Accordingly, the agency tentatively concludes that the proposed rule 
does not contain policies that have federalism implications as defined 
in the Executive order and, consequently, a federalism summary impact 
statement has not been prepared.

XIII. Paperwork Reduction Act of 1995

    FDA tentatively concludes that this proposed rule contains no 
collections of information. Therefore, clearance by the Office of 
Management and Budget (OMB) under the Paperwork Reduction Act of 1995 
(the PRA) (44 U.S.C. 3501-3520) is not required.
    FDA also tentatively concludes that the draft special control 
guidance document does not contain new information collection 
provisions that are subject to review and clearance by OMB under the 
PRA. Elsewhere in this issue of the Federal Register, FDA is publishing 
a notice announcing the availability of the draft guidance document 
entitled ''Class II Special Controls Guidance Document:

[[Page 63732]]

Absorbable Hemostatic Device''; the notice contains an analysis of the 
paperwork burden for the draft guidance.

XIV. Comments

    Interested persons may submit to the Division of Dockets Management 
(see ADDRESSES) written or electronic comments regarding this document. 
Submit a single copy of electronic comments or two paper copies of any 
mailed comments, except that individuals may submit one paper copy. 
Comments are to be identified with the docket number found in brackets 
in the heading of this document. Received comments may be seen in the 
Division of Dockets Management between 9 a.m. and 4 p.m., Monday 
through Friday.

XV. References

    The following references have been placed on display in the 
Division of Dockets Management (see ADDRESSES) and may be seen by 
interested persons between 9 a.m. and 4 p.m., Monday through Friday.
    1. General and Plastic Surgery Devices Panel, Transcript, pp. 80-
177, July 8, 2002.
    2. General and Plastic Surgery Devices Panel, Transcript, July 24, 
2003.

List of Subjects in 21 CFR Part 878

    Medical devices.
    Therefore, under the Federal Food, Drug, and Cosmetic Act and under 
authority delegated to the Commissioner of Food and Drugs, it is 
proposed that 21 CFR part 878 be amended as follows:

PART 878--GENERAL AND PLASTIC SURGERY DEVICES

    1. The authority citation for 21 CFR Part 878 continues to read as 
follows:

    Authority: 21 U.S.C. 351, 360, 360c, 360e, 360j, 371.
    2. Section 878.4490 is revised to read as follows:


Sec.  878.4490  Absorbable hemostatic device.

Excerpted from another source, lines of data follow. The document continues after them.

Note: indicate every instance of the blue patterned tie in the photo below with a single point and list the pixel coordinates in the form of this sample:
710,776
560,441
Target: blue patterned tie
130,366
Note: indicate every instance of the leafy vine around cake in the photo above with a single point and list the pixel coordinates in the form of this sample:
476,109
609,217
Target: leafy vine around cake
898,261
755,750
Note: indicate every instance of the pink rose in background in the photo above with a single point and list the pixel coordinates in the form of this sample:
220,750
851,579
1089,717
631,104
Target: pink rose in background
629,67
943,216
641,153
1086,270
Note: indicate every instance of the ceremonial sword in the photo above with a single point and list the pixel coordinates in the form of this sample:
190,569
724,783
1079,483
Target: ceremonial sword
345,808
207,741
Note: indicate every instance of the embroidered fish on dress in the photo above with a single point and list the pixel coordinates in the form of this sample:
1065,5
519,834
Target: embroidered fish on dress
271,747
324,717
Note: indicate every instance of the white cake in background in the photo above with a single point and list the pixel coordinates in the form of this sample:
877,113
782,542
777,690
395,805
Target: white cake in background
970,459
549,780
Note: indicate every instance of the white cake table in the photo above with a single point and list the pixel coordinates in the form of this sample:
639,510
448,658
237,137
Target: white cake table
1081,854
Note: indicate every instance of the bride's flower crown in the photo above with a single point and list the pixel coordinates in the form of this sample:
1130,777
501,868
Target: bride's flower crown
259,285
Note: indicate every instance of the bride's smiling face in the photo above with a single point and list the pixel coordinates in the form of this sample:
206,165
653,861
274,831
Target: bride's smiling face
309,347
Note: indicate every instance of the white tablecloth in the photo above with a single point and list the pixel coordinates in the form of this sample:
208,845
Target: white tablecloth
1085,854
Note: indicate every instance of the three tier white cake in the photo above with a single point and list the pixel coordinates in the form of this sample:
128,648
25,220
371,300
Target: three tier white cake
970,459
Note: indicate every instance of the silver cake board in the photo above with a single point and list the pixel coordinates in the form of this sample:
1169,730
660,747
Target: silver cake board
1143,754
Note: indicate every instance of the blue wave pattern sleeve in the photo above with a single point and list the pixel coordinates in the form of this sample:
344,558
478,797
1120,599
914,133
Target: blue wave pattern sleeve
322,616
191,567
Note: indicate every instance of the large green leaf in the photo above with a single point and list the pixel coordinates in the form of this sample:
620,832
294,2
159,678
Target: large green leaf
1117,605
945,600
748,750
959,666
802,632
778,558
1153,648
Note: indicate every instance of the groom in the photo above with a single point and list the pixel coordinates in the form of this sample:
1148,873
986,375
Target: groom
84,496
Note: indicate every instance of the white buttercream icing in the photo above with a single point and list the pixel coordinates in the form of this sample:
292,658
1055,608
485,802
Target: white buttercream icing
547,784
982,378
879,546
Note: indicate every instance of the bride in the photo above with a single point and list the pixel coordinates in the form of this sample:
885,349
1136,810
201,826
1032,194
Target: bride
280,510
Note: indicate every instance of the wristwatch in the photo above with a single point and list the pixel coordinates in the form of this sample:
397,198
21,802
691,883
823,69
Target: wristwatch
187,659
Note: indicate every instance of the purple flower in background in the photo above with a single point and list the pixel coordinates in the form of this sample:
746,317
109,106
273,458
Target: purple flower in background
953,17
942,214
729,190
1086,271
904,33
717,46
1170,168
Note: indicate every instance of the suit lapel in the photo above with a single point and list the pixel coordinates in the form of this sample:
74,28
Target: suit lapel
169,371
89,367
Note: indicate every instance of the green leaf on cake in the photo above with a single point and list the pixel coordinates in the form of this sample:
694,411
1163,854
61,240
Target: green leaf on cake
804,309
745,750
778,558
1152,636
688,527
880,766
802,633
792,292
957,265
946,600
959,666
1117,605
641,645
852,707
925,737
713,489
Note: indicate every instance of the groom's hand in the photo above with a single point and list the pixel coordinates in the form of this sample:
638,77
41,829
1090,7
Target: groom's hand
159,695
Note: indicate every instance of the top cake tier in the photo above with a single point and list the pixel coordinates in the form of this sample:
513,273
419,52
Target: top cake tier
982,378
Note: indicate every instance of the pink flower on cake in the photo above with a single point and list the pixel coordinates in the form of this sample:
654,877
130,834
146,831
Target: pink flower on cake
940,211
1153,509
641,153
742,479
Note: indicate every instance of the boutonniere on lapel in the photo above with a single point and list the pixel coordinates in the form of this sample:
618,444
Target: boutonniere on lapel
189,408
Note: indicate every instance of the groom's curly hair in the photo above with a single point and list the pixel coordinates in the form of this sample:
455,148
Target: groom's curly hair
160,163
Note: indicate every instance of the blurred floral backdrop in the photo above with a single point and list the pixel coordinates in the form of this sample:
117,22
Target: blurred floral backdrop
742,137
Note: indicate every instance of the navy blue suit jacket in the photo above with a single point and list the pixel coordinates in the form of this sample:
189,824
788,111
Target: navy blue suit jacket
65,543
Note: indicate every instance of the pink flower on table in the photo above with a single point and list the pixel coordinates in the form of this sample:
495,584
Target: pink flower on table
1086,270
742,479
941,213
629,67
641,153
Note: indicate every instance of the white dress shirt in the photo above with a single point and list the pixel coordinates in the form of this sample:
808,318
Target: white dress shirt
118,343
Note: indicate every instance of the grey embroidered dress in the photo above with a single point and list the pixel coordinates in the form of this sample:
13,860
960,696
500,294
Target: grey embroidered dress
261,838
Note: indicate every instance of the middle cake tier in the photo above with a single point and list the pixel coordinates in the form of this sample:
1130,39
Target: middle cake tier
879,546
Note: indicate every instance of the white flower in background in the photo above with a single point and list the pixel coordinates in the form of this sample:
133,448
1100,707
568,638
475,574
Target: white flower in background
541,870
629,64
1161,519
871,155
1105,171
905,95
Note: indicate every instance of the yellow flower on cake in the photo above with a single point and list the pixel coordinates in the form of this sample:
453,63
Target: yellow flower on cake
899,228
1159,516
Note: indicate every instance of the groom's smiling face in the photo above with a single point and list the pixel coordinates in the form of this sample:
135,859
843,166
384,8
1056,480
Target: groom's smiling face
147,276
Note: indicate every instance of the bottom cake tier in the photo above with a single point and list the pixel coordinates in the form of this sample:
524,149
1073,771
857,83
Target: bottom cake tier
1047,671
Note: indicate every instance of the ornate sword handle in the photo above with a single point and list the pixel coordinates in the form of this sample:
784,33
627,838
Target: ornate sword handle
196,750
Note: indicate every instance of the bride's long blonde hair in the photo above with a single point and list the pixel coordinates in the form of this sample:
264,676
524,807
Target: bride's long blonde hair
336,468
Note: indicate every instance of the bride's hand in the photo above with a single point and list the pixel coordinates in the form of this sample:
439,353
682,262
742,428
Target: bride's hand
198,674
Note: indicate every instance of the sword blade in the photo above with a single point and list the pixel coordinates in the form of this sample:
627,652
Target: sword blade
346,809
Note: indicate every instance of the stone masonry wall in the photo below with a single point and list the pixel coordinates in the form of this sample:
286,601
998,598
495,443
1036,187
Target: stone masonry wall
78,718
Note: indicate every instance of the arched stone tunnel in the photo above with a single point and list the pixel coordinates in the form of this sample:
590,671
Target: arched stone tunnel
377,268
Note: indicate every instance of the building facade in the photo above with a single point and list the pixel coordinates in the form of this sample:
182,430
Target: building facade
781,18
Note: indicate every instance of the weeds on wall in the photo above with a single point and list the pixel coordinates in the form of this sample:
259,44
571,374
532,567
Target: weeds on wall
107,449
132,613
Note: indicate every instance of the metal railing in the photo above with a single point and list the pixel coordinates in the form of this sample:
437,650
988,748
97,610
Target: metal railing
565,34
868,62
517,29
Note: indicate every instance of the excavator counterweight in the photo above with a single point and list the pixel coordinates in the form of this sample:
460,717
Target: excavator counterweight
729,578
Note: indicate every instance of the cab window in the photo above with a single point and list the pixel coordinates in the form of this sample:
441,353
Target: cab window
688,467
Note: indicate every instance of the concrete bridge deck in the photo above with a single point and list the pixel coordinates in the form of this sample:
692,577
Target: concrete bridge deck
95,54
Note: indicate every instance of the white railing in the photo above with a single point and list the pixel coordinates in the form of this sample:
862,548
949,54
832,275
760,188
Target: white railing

    (a) Identification. An absorbable hemostatic device is an 
absorbable device that is placed in the body during surgery to produce 
hemostasis by accelerating the clotting process of blood.
    (b) Classification. Class II (special controls). The special 
control for the device is FDA's ``Class II Special Controls Guidance 
Document: Absorbable Hemostatic Device.'' See Sec.  878.1(e) for the 
availability of this guidance document.

    Dated: October 19, 2006.
Linda S. Kahan,
Deputy Director, Center for Devices and Radiological Health.